Fig. 3: CD24-CAR-T cells target MM cells and promote macrophage phagocytic clearance in vivo.

a Schematic approach for 5TGM1 mouse model. C57BL/KaLwRij mice were intravenously injected with either PBS or 5TGM1-GFP-DiD cells. After 7 days after injection of 5TGM1 cells, mice were treated with either PBS, MOCK-CAR-T cells, or CD24-CAR-T cells. On day 21 after 5TGM1-cell inoculation, mice were killed. Serum electrophoresis (SPE) was performed. Bone marrow mononuclear cells (BMMCs) were isolated. Dormant (GFP⁺DiD^Hi) and activated (GFP⁺DiD^Neg) cells were detected by flow cytometry.
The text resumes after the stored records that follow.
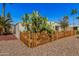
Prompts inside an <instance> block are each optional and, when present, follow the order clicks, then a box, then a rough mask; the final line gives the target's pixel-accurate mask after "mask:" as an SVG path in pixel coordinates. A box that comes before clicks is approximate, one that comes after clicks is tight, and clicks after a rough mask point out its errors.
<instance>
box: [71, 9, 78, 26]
mask: <svg viewBox="0 0 79 59" xmlns="http://www.w3.org/2000/svg"><path fill="white" fill-rule="evenodd" d="M76 14H77V9H72V11H71V15H72V16H73V27H74V21H75V15H76Z"/></svg>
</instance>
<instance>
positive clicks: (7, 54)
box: [0, 36, 79, 56]
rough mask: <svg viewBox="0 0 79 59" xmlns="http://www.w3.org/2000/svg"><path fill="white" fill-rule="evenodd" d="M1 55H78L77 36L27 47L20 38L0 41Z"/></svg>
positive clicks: (29, 55)
mask: <svg viewBox="0 0 79 59" xmlns="http://www.w3.org/2000/svg"><path fill="white" fill-rule="evenodd" d="M0 55H1V56H4V55H5V56H78V55H79V38H76V36H74V37H67V38H63V39H60V40H56V41H53V42H49V43H46V44H43V45H40V46H38V47H35V48H28V47H27V46H26V45H25V44H23V43H22V42H21V41H20V40H8V41H0Z"/></svg>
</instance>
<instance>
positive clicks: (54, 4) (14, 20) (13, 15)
mask: <svg viewBox="0 0 79 59" xmlns="http://www.w3.org/2000/svg"><path fill="white" fill-rule="evenodd" d="M74 8H76V9H77V10H78V14H77V15H79V4H71V3H70V4H68V3H63V4H62V3H60V4H59V3H16V4H15V3H14V4H6V14H7V13H8V12H10V13H11V15H12V19H13V23H14V24H15V23H17V22H21V16H22V15H24V14H25V13H32V12H33V11H34V10H36V11H39V12H40V14H41V15H42V16H45V17H47V18H48V19H49V21H55V22H58V21H59V19H61V18H62V17H63V16H65V15H68V16H69V22H70V23H72V17H71V10H72V9H74ZM1 13H2V4H0V15H1ZM76 22H77V20H76V21H75V23H76Z"/></svg>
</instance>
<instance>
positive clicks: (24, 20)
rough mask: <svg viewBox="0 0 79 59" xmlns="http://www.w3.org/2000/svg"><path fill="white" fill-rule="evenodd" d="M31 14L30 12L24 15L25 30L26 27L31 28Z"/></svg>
mask: <svg viewBox="0 0 79 59" xmlns="http://www.w3.org/2000/svg"><path fill="white" fill-rule="evenodd" d="M29 16H30V15H29V14H25V15H24V16H22V21H23V26H24V27H25V31H26V29H27V30H29V23H30V17H29Z"/></svg>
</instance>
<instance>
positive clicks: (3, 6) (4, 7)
mask: <svg viewBox="0 0 79 59" xmlns="http://www.w3.org/2000/svg"><path fill="white" fill-rule="evenodd" d="M2 17H5V3H3V6H2Z"/></svg>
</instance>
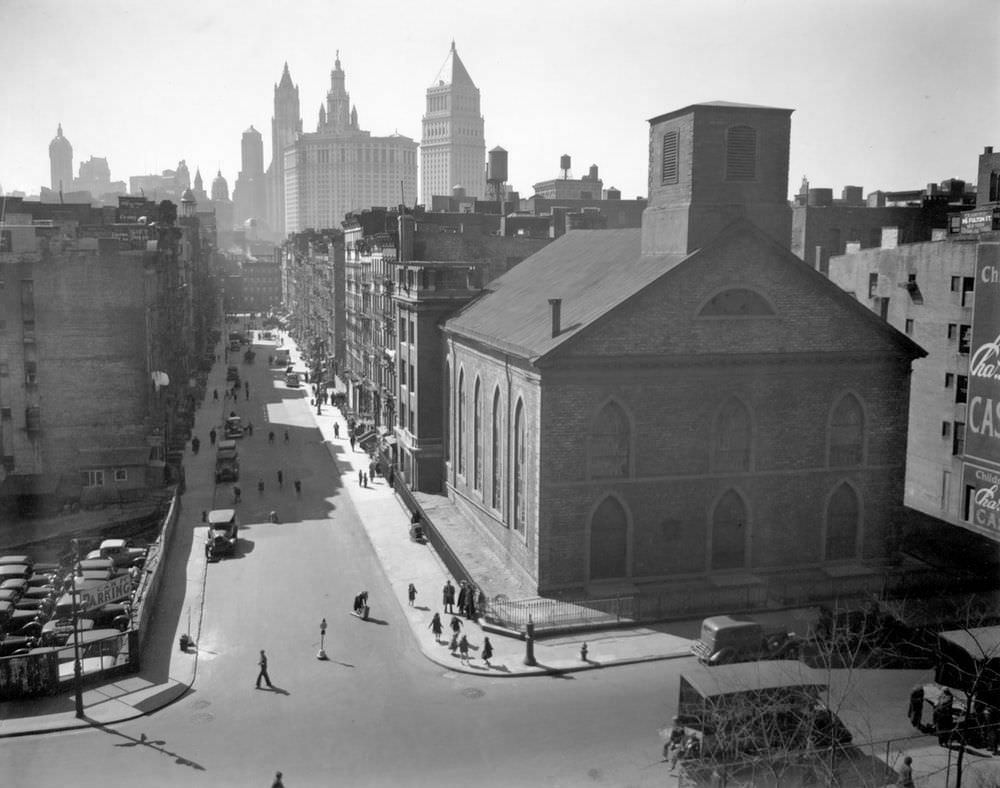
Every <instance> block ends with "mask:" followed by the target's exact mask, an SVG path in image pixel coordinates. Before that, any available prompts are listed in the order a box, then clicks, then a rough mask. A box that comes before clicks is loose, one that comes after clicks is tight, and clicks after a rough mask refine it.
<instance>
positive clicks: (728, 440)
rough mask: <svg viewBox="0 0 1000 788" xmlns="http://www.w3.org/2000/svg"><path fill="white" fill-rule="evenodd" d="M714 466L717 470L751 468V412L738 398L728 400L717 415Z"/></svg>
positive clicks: (751, 430)
mask: <svg viewBox="0 0 1000 788" xmlns="http://www.w3.org/2000/svg"><path fill="white" fill-rule="evenodd" d="M713 437H714V440H713V449H714V451H713V455H712V467H713V469H714V470H717V471H748V470H750V447H751V442H752V439H753V431H752V429H751V423H750V413H749V412H748V411H747V409H746V406H745V405H744V404H743V403H742V402H740V401H739V400H738V399H736V398H733V399H730V400H729V401H727V402H726V403H725V404H724V405H723V406H722V407H721V408H720V409H719V412H718V413H717V414H716V416H715V433H714V436H713Z"/></svg>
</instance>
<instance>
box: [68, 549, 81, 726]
mask: <svg viewBox="0 0 1000 788" xmlns="http://www.w3.org/2000/svg"><path fill="white" fill-rule="evenodd" d="M70 544H71V545H73V561H72V562H71V564H70V567H71V571H70V597H71V598H72V601H73V693H74V695H75V696H76V716H77V717H79V718H80V719H83V669H82V665H81V664H80V626H79V619H78V618H77V609H76V563H77V558H78V557H79V555H80V545H79V541H78V540H76V539H71V540H70Z"/></svg>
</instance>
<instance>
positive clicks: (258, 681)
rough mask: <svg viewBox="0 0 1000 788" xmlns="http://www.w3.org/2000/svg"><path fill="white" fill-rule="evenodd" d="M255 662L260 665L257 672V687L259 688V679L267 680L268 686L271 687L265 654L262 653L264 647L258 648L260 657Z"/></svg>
mask: <svg viewBox="0 0 1000 788" xmlns="http://www.w3.org/2000/svg"><path fill="white" fill-rule="evenodd" d="M257 664H258V665H259V666H260V672H259V673H258V674H257V689H260V680H261V679H264V681H265V682H267V686H268V687H273V686H274V685H273V684H272V683H271V677H270V676H268V675H267V654H265V653H264V649H261V650H260V659H259V660H257Z"/></svg>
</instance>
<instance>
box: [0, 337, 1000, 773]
mask: <svg viewBox="0 0 1000 788" xmlns="http://www.w3.org/2000/svg"><path fill="white" fill-rule="evenodd" d="M257 350H258V353H257V360H256V363H255V364H253V365H246V364H242V363H239V361H238V359H237V363H239V366H240V370H241V373H242V374H243V375H244V377H245V378H246V379H247V380H248V382H249V386H250V398H249V399H247V398H246V397H245V395H244V394H243V392H242V391H241V393H240V397H239V399H237V400H235V401H234V400H221V399H220V400H219V401H218V402H217V401H215V400H213V399H212V396H211V391H212V389H213V388H218V389H219V392H220V397H221V395H222V387H223V382H222V378H223V377H224V371H225V362H220V363H219V364H217V365H216V368H215V369H213V372H212V377H211V382H210V385H209V392H210V393H209V397H208V399H207V401H206V402H205V403H204V406H203V407H202V409H201V410H200V411H199V413H198V421H197V424H196V433H197V434H199V436H200V438H201V441H202V450H201V452H200V454H199V455H197V456H191V455H190V454H189V456H188V458H187V462H186V465H187V468H188V472H187V479H188V491H187V493H186V494H185V496H184V499H183V500H184V510H183V512H182V515H181V521H180V525H181V530H180V531H179V532H178V537H179V539H178V545H175V547H176V548H177V549H176V550H175V554H174V555H173V556H172V557H171V561H170V563H169V565H168V569H167V571H168V580H169V583H168V586H167V589H165V596H164V598H163V600H162V604H163V614H162V615H161V616H159V617H158V618H157V625H156V627H155V631H154V633H153V636H152V638H153V646H152V647H151V648H150V649H149V650H148V652H149V653H147V654H146V655H145V656H146V659H145V664H144V669H143V671H142V672H141V673H140V674H139V675H138V676H136V677H132V678H130V679H125V680H122V681H120V682H118V683H117V684H113V685H108V686H103V687H98V688H95V689H93V690H90V691H88V693H87V694H86V695H85V701H86V710H87V720H85V721H84V722H83V723H82V724H83V725H84V726H85V727H83V728H80V729H77V730H62V731H61V732H53V733H48V734H41V733H39V732H40V731H43V730H46V729H51V730H60V729H64V728H67V727H70V726H72V725H75V724H78V723H79V722H80V721H77V720H75V718H73V716H72V713H71V711H70V709H71V708H72V704H71V699H70V698H67V697H65V696H64V697H60V698H55V699H50V700H49V701H46V703H45V704H42V705H38V704H35V705H34V706H28V705H27V704H19V705H15V704H0V715H2V719H0V736H3V735H7V736H12V735H13V734H18V733H20V734H29V735H21V736H16V737H13V738H7V739H5V740H4V741H3V742H2V743H0V774H3V775H4V776H5V777H7V778H8V781H9V782H11V783H12V784H14V785H55V784H65V783H67V782H68V781H72V780H74V778H80V776H81V775H84V776H85V777H86V779H90V777H89V776H92V777H93V779H99V780H100V781H101V782H102V783H103V784H106V785H136V784H139V785H144V786H145V785H172V784H175V783H179V782H184V783H187V784H196V785H254V784H259V785H269V784H270V781H271V779H272V778H273V776H274V772H275V771H277V770H281V771H282V772H283V773H284V781H285V784H286V785H289V786H294V785H300V786H301V785H345V786H347V785H350V786H355V785H357V786H369V785H370V786H382V785H386V786H389V785H434V786H452V785H455V786H464V785H470V784H476V785H482V786H494V785H495V786H521V785H525V786H527V785H538V784H540V783H547V784H550V785H553V786H576V785H610V786H625V785H629V786H632V785H635V786H645V785H661V786H662V785H672V784H675V780H674V777H673V776H672V775H671V774H669V772H668V767H667V766H666V765H665V764H663V763H662V762H661V760H660V746H661V740H660V738H659V735H658V730H659V729H660V728H661V727H662V726H663V725H664V724H665V723H666V722H667V721H668V720H669V718H670V716H671V715H672V714H673V712H674V709H675V706H676V692H677V689H676V688H677V685H678V675H679V673H680V672H681V671H682V670H683V669H684V668H685V667H686V666H688V665H690V664H691V662H690V657H687V656H686V648H687V643H686V637H690V636H693V635H694V634H695V632H696V629H693V627H695V625H696V622H682V623H681V624H678V625H674V626H672V627H662V628H656V629H645V628H637V629H632V630H619V631H615V632H611V633H605V634H602V635H598V636H595V635H588V636H586V637H563V638H556V639H547V640H545V641H544V642H543V641H540V642H539V644H538V645H537V646H536V656H537V657H538V661H539V663H541V665H540V667H535V668H529V667H527V666H525V665H524V664H523V657H524V644H523V643H522V642H520V641H517V640H513V639H507V638H502V637H498V636H495V637H492V640H493V644H494V647H495V651H496V654H495V658H494V659H493V660H491V663H492V664H491V665H490V666H487V665H485V663H484V662H483V660H482V659H481V658H479V657H478V648H479V647H480V646H481V644H482V638H483V636H484V633H483V632H482V631H481V630H480V629H479V628H478V626H477V625H476V624H474V623H472V622H467V623H466V624H465V631H467V633H468V635H469V639H470V641H471V642H472V644H473V658H472V659H471V660H470V662H469V664H467V665H463V664H462V663H461V661H460V660H459V658H458V656H456V655H452V654H451V653H450V652H449V651H448V649H447V647H446V646H445V645H442V644H440V643H437V642H435V640H434V638H433V635H431V633H430V632H429V630H428V629H427V624H428V622H429V620H430V616H431V614H432V612H433V611H434V610H437V609H439V605H438V604H437V603H438V601H439V596H440V586H441V584H442V583H443V579H444V577H445V572H444V569H443V567H442V565H441V564H440V562H439V561H437V559H436V556H435V555H434V553H433V550H431V549H430V548H429V547H427V546H421V545H417V544H415V543H412V542H410V541H409V539H408V538H407V525H408V523H407V518H406V513H405V512H404V511H403V510H402V509H401V508H400V507H399V504H398V503H397V502H396V500H395V497H394V496H393V494H392V493H391V491H390V490H388V488H387V487H386V486H385V485H384V484H383V483H382V482H380V481H377V482H376V483H375V484H374V485H373V486H372V487H370V488H362V487H360V486H359V485H358V484H357V469H359V468H362V467H366V466H367V458H366V457H365V456H364V455H362V454H357V455H355V454H354V453H352V452H351V451H350V447H349V445H348V444H347V442H346V441H344V440H339V441H338V440H336V439H334V438H333V424H334V423H335V422H336V420H337V419H339V414H337V413H336V411H335V410H334V409H333V408H331V407H329V406H328V407H326V408H324V409H323V414H322V415H320V416H317V415H316V413H315V408H314V407H313V406H311V405H310V402H309V397H310V392H309V390H307V389H304V388H300V389H298V390H296V389H289V388H287V387H285V385H284V383H283V375H281V374H280V371H279V370H276V369H268V365H267V363H266V360H267V355H268V348H267V347H266V346H263V347H258V348H257ZM293 355H294V354H293ZM294 357H295V358H296V359H297V356H294ZM230 410H235V411H236V412H237V413H238V414H239V415H241V416H242V417H243V418H244V420H249V421H251V422H252V423H253V425H254V434H253V436H252V437H250V436H248V437H247V438H245V439H243V440H242V441H240V451H241V466H242V468H241V472H242V477H241V480H240V482H239V484H240V487H241V488H242V491H243V495H242V502H241V503H240V504H239V505H238V507H237V508H238V510H239V512H240V517H241V521H242V525H243V527H242V529H241V533H240V545H239V549H238V551H237V556H236V557H234V558H230V559H224V560H222V561H220V562H218V563H213V564H209V565H206V563H205V561H204V554H203V545H204V538H205V536H204V530H205V529H204V526H203V525H202V524H201V522H200V519H201V518H200V513H201V511H202V510H203V509H207V508H213V507H218V508H221V507H224V506H230V505H232V504H231V502H232V489H231V488H232V485H229V484H224V485H219V486H215V485H214V484H213V483H212V482H213V479H212V467H213V452H212V451H211V447H210V446H209V445H208V443H209V442H208V440H207V433H208V429H209V426H210V425H212V424H219V423H220V422H221V418H222V415H223V414H224V413H227V412H229V411H230ZM285 430H287V431H288V441H287V443H286V442H285V438H284V433H285ZM270 431H274V433H275V440H274V442H273V443H271V442H269V441H268V433H269V432H270ZM345 434H346V433H345V431H344V425H343V423H342V422H341V435H345ZM279 469H280V470H282V472H283V478H284V483H283V485H281V486H279V485H278V481H277V471H278V470H279ZM258 479H259V480H262V481H263V482H264V489H263V491H262V492H259V491H258V489H257V481H258ZM295 479H299V480H300V482H301V485H302V489H301V494H298V495H297V494H296V492H295V489H294V480H295ZM272 511H273V512H275V513H276V514H277V518H278V520H279V522H278V523H271V522H269V515H270V512H272ZM410 582H414V583H415V584H416V586H417V588H418V590H419V593H418V597H417V600H416V604H415V606H414V607H410V606H409V605H408V603H407V600H406V588H407V586H408V584H409V583H410ZM361 590H367V591H368V592H369V602H370V604H371V619H370V620H369V621H361V620H359V619H357V618H355V617H353V616H352V615H350V612H349V608H350V603H351V600H352V599H353V597H354V595H355V594H357V593H358V592H360V591H361ZM323 619H326V621H327V623H328V629H327V632H326V636H325V642H324V643H323V646H324V648H325V651H326V654H327V656H328V659H327V660H321V659H318V658H317V655H318V652H319V649H320V631H319V623H320V621H321V620H323ZM180 632H190V633H191V634H192V636H193V637H194V638H195V640H196V642H197V647H196V648H195V649H192V650H191V652H190V653H188V654H184V653H181V652H180V651H179V650H178V649H177V647H176V637H177V635H178V633H180ZM585 639H586V640H587V642H588V645H589V648H590V656H589V659H588V661H587V662H583V661H582V660H581V659H580V657H579V646H580V644H581V643H582V642H583V641H584V640H585ZM260 649H266V651H267V654H268V656H269V661H270V665H269V667H270V675H271V679H272V682H273V683H274V685H275V686H274V688H273V689H270V690H268V689H266V688H265V689H261V690H257V689H255V688H254V679H255V677H256V674H257V659H258V653H259V650H260ZM629 663H633V664H629ZM610 666H615V667H614V668H613V669H610V670H598V669H596V668H600V667H610ZM922 678H923V675H922V674H917V673H914V672H911V671H889V672H886V671H879V672H875V671H854V672H852V673H851V674H849V675H839V676H834V677H832V679H833V682H832V683H835V684H837V685H838V687H839V688H840V690H842V694H843V696H844V697H845V698H846V697H848V696H849V698H850V701H849V703H845V705H844V706H843V709H842V716H843V717H844V718H845V720H846V721H847V722H848V724H849V725H850V726H851V727H852V729H853V730H854V731H855V732H856V739H857V738H858V737H859V735H860V736H862V737H863V738H864V739H865V740H869V739H870V740H877V741H883V740H887V739H893V738H896V737H902V736H905V735H908V734H909V733H912V730H911V729H909V728H908V726H907V725H906V722H905V717H904V716H903V713H902V712H903V708H904V707H905V697H906V694H907V691H908V687H909V686H910V685H912V684H913V683H914V682H915V681H917V680H921V679H922ZM849 685H850V686H849ZM43 707H44V708H43ZM40 712H48V713H40ZM901 748H902V749H905V751H906V752H910V753H912V754H915V755H917V756H918V761H919V763H921V764H926V768H924V769H923V770H922V771H921V770H918V775H919V777H920V779H919V780H918V785H944V784H945V783H944V781H943V780H944V776H945V774H946V772H945V765H944V762H943V761H942V760H941V756H942V751H941V750H940V749H939V748H937V747H936V745H935V744H934V742H933V739H931V738H930V737H915V738H914V739H912V740H907V741H905V742H902V741H900V742H897V743H896V744H889V745H888V746H887V748H886V749H887V752H886V757H887V759H888V760H889V761H890V762H892V761H893V760H894V759H895V758H896V757H897V756H898V755H899V752H900V751H901ZM935 759H937V760H935ZM970 760H973V761H976V759H975V758H973V759H970ZM932 761H933V763H932ZM939 761H940V762H939ZM977 763H979V764H980V765H982V764H987V765H988V764H990V760H989V759H978V761H977ZM939 767H940V768H939ZM88 775H89V776H88Z"/></svg>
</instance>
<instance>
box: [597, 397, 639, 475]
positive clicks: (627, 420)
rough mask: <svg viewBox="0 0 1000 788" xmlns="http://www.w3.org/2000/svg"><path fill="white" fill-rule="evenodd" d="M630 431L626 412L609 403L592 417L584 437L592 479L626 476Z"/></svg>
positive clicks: (628, 465) (628, 469)
mask: <svg viewBox="0 0 1000 788" xmlns="http://www.w3.org/2000/svg"><path fill="white" fill-rule="evenodd" d="M630 453H631V430H630V428H629V421H628V417H627V416H626V415H625V411H624V410H623V409H622V407H621V406H620V405H619V404H618V403H616V402H609V403H608V404H607V405H605V406H604V407H603V408H601V410H600V412H599V413H598V414H597V416H596V417H595V418H594V420H593V421H592V422H591V425H590V434H589V435H588V440H587V469H588V474H589V476H590V478H592V479H618V478H623V477H627V476H628V475H629V455H630Z"/></svg>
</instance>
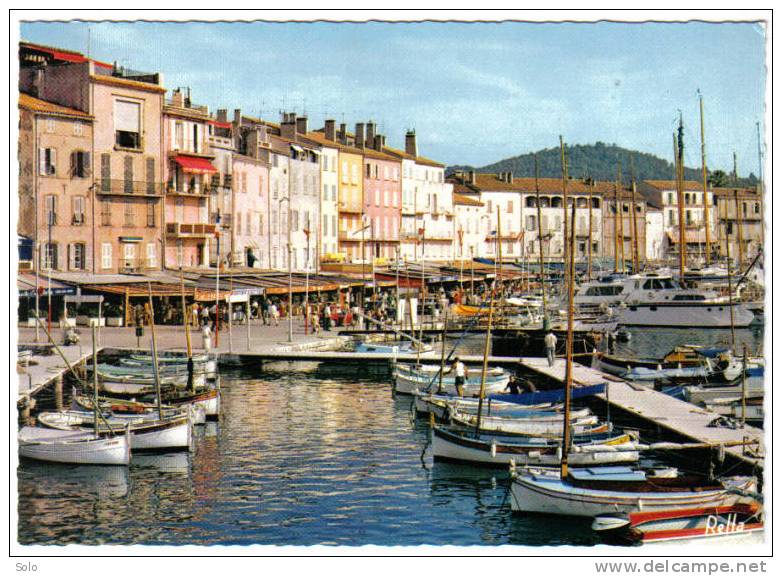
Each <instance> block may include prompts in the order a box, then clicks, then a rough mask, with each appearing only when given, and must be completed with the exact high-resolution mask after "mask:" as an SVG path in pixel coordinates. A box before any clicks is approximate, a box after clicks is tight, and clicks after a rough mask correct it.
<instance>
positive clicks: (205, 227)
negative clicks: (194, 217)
mask: <svg viewBox="0 0 782 576" xmlns="http://www.w3.org/2000/svg"><path fill="white" fill-rule="evenodd" d="M216 231H217V224H181V223H179V222H170V223H168V224H166V235H167V236H174V237H176V238H208V237H210V236H214V235H215V232H216Z"/></svg>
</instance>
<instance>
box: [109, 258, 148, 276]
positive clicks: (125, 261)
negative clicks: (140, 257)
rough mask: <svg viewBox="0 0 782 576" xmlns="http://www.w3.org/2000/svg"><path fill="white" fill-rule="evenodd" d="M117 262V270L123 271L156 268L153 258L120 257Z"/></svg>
mask: <svg viewBox="0 0 782 576" xmlns="http://www.w3.org/2000/svg"><path fill="white" fill-rule="evenodd" d="M118 264H119V271H120V272H125V273H131V272H143V271H144V270H152V269H154V268H157V262H156V261H155V260H148V259H146V258H120V259H119V262H118Z"/></svg>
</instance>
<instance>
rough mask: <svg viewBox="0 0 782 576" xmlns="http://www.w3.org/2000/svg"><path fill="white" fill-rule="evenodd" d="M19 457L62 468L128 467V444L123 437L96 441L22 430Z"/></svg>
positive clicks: (88, 435)
mask: <svg viewBox="0 0 782 576" xmlns="http://www.w3.org/2000/svg"><path fill="white" fill-rule="evenodd" d="M19 456H21V457H24V458H31V459H33V460H41V461H44V462H59V463H63V464H101V465H117V466H127V465H128V463H129V462H130V444H129V440H128V437H127V436H126V435H125V434H119V435H116V436H112V437H106V438H95V437H94V435H92V434H90V433H85V432H79V431H76V432H75V433H74V432H70V431H62V430H53V429H47V428H34V427H31V426H25V427H24V428H22V429H21V430H20V431H19Z"/></svg>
BM microenvironmental cells were sorted out for single-cell RNA sequencing (scRNA-seq) (n = 5 mice per group). b SPE of 5TGM1 models. The M-spike is indicated in red (n = 5 per group). The gel has been cut from the outside; no samples/bands were removed. The experiment was repeated twice with the same results. c Representative GFP⁺ gating strategy to identify MM cell populations in 5TGM1 BM samples. Bar plot showing the percentage of MM cells (GFP⁺ cells) in 5TGM1 BM samples (n = 3 per group). d Representative F4/80⁺CD11b⁺ gating strategy to identify the population of MM cells phagocytosed by macrophages. Bar plot showing the percentage of GFP⁺ cells phagocytosed by macrophages (n = 3 per group). e Representative CD206⁺ and CD86⁺ gating strategy to identify M2-like-phenotype and M1-like-phenotype cell populations in 5TGM1 BM samples (n = 3 per group). f Bar plot showing the percentage of M1-like-phenotype and M2-like-phenotype macrophages after treatment (n = 3 per group). g Kaplan-Meier survival analysis of CAR-T treatment in 5TGM1 models (n = 5 per group). Data are presented as mean values ± SD in (c, d) and (f). One-way ANOVA was used for statistical analysis. ^∗P < 0.05, ^∗∗P < 0.01, ^∗∗∗P < 0.001, ns = P > 0.05. Raw data are provided in the Source Data file. Exact P values for each comparison shown in (c–f), (g), and (i) can be found in Supplementary Data 1.